A clearer example of “interference” might be when the employer fails to maintain the employee’s insurance benefits during the leave. Another example is when the employer demands medical information in excess of the basic information outlined by the statutes, or when the employee insists that the employee perform services while disabled. A more patent “interference” would occur if the employer harasses or hypercriticizes the employee with communications to the employee while the employee is on leave.
The Rogers Court of Appeal did not state that the use of 12 weeks leave, with protection, extended by 7 weeks without statutory protection, could not as a matter of law, result in a cause of action for “retaliation” because the employee used the 12 weeks of leave. That result would be strange. For example, the County of Los Angeles had a short term leave policy that operated to allow leave beyond the 12 weeks of FMLA/CFRA protection, and Rogers used it. Her managers did not have the option of firing her because she was disabled beyond the FMLA/CFRA leave. One can easily imagine that a manager would be vindictive toward Rogers because she had been out of work for so long, and retaliated against her because she used her FMLA/CFRA 12 weeks of leave, as well as her extended County of LA short term disability leave.
The timing of the retaliation will very often be only after the employee has returned to work, and it will sometimes be the case that a company or government agency has a short term disability leave policy that allows the employee to return to work even after the 12 weeks of FMLA/CFRA leave. The Rogers Court analyzed the evidence for retaliation, impliedly agreeing that the evidence was relevant even to a situation when the employer allows the employee to return to work after the 12 weeks has expired. In Rogers, the Court found the evidence for retaliation lacking, while the employer’s evidence for elimination of Rogers' position was abundant.
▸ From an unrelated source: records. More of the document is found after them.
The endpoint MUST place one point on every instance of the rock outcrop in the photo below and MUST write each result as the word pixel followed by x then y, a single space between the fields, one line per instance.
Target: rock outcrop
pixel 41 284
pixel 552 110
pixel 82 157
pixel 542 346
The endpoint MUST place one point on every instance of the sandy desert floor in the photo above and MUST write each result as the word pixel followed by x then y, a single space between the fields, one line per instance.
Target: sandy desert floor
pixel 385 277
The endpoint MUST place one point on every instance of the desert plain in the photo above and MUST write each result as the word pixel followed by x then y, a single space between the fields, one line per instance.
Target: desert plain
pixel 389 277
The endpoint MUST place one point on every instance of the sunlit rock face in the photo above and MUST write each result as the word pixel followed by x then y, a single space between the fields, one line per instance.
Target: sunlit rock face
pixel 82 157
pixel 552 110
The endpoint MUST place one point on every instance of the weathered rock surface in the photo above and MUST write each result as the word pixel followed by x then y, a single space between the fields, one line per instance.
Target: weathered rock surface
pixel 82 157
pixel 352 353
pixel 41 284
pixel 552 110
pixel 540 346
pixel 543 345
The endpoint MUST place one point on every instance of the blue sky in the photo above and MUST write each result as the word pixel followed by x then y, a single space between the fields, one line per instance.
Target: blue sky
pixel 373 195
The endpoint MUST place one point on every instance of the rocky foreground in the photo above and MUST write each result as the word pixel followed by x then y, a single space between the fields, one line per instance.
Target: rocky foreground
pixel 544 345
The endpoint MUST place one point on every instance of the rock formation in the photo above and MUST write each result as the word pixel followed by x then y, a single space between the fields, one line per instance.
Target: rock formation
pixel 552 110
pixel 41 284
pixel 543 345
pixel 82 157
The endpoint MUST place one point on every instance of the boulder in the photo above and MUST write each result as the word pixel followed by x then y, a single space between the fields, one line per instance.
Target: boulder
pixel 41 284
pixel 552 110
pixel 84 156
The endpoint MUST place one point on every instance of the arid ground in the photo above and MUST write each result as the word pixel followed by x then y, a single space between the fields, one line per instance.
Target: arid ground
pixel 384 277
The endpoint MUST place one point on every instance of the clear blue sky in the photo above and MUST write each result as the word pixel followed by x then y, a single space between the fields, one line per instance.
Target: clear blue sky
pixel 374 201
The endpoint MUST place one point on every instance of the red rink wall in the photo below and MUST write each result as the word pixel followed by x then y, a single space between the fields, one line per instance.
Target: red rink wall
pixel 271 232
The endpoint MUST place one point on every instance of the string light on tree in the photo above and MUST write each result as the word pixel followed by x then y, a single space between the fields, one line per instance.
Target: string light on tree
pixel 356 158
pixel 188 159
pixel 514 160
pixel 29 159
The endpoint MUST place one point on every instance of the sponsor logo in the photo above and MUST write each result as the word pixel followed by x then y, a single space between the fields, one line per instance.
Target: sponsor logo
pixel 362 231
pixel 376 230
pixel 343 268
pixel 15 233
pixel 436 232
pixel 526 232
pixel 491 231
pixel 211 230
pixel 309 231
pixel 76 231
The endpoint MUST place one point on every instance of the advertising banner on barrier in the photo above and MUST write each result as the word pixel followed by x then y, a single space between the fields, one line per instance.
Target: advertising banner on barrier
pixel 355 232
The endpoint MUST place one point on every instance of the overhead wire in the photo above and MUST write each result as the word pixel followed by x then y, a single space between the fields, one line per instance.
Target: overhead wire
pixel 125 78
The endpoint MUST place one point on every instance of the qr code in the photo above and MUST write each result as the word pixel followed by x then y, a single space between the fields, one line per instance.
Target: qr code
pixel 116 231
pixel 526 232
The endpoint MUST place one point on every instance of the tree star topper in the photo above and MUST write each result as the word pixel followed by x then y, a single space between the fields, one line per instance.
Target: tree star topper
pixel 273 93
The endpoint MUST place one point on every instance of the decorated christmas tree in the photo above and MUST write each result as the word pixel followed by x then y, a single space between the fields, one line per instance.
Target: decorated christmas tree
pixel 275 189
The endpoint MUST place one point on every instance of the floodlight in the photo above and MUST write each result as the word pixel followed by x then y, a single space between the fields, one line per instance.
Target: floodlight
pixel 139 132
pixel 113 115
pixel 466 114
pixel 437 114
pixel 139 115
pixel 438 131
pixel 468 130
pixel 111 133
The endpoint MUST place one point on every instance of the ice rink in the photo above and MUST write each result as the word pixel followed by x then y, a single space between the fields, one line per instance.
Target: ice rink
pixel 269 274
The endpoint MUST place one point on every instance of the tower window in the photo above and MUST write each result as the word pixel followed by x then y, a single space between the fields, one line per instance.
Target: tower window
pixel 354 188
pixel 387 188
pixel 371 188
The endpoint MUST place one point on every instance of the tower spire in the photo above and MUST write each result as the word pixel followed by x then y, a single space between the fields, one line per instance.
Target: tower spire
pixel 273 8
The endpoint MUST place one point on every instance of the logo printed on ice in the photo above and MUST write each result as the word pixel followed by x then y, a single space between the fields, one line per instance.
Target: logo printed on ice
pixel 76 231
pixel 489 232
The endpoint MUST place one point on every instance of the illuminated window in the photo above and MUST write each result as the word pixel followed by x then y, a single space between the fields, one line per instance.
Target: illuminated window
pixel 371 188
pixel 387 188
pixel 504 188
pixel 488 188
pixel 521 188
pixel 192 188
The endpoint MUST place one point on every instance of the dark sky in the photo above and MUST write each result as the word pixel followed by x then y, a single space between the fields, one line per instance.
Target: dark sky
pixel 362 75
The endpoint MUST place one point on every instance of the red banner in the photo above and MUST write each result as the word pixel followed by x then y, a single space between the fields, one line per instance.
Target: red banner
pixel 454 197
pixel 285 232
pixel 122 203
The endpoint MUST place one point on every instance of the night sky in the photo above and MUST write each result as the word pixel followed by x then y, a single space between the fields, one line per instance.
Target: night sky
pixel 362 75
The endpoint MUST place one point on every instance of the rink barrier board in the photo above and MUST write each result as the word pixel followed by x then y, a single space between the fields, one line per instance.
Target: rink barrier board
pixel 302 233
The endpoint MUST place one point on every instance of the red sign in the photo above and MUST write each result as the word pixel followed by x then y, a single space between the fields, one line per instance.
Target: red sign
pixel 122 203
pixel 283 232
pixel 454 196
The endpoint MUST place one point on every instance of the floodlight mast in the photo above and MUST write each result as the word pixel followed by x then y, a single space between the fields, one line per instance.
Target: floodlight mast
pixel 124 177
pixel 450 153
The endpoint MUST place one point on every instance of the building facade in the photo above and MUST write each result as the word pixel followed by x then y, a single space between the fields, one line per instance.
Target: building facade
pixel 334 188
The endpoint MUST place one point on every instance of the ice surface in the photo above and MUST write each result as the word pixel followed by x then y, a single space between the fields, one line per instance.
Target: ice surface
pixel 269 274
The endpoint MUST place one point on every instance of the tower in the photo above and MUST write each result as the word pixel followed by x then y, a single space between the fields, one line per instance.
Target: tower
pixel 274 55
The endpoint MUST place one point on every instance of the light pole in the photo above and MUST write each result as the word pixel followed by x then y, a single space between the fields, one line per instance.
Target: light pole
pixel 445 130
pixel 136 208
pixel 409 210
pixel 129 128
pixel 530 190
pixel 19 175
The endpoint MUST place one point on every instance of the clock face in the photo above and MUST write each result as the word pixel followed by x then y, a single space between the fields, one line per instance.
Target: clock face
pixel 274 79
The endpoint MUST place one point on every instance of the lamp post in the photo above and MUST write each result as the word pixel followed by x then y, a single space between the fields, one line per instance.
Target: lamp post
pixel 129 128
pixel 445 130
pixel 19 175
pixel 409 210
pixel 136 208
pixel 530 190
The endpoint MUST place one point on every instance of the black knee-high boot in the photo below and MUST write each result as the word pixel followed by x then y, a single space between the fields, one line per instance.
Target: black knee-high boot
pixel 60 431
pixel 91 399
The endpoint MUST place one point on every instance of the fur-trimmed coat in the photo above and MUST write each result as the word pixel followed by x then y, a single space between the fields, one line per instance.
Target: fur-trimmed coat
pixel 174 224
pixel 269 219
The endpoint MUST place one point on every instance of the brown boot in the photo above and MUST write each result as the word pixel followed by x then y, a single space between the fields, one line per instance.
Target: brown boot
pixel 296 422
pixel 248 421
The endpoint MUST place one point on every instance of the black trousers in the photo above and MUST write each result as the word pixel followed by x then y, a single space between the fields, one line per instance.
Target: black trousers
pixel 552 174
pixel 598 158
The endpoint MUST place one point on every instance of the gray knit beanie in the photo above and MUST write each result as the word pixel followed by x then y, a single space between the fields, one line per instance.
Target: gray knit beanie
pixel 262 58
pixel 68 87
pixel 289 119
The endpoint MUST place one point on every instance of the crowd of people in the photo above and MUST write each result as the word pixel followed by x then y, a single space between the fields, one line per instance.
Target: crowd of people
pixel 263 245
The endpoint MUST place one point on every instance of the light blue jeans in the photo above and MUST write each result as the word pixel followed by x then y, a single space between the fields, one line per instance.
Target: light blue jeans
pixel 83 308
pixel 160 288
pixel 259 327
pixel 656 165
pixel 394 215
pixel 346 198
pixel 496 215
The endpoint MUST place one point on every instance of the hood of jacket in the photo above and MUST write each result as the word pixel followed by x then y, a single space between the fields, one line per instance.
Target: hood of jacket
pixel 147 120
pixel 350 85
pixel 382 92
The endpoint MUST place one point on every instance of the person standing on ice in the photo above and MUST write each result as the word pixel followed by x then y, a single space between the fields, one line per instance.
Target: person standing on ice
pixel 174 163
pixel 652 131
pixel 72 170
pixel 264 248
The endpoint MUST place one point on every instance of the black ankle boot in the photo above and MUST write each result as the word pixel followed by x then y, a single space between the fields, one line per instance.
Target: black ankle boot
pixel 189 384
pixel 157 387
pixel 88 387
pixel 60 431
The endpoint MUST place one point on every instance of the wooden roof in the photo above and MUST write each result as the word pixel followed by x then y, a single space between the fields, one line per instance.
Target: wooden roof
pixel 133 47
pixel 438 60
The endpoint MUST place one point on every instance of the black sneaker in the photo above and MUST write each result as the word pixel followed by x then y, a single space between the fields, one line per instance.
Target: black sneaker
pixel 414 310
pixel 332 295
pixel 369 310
In summary, the Rogers decision holds that generally, FMLA/CFRA protections end for all purposes if the employee is released to return to work only after 12 weeks, but a more careful reading of the case indicates that a retaliation claim can still be made in situations where the employer allows the employee to return to work after the 12 weeks has expired. That may not seem likely, but it actually is very possible. A company may have a short term disability policy that allows return to work beyond 12 weeks, and a particular manager in the company may nonetheless have a vendetta against the employee because she used the 12 weeks of leave. That would be illegal retaliation under the Act.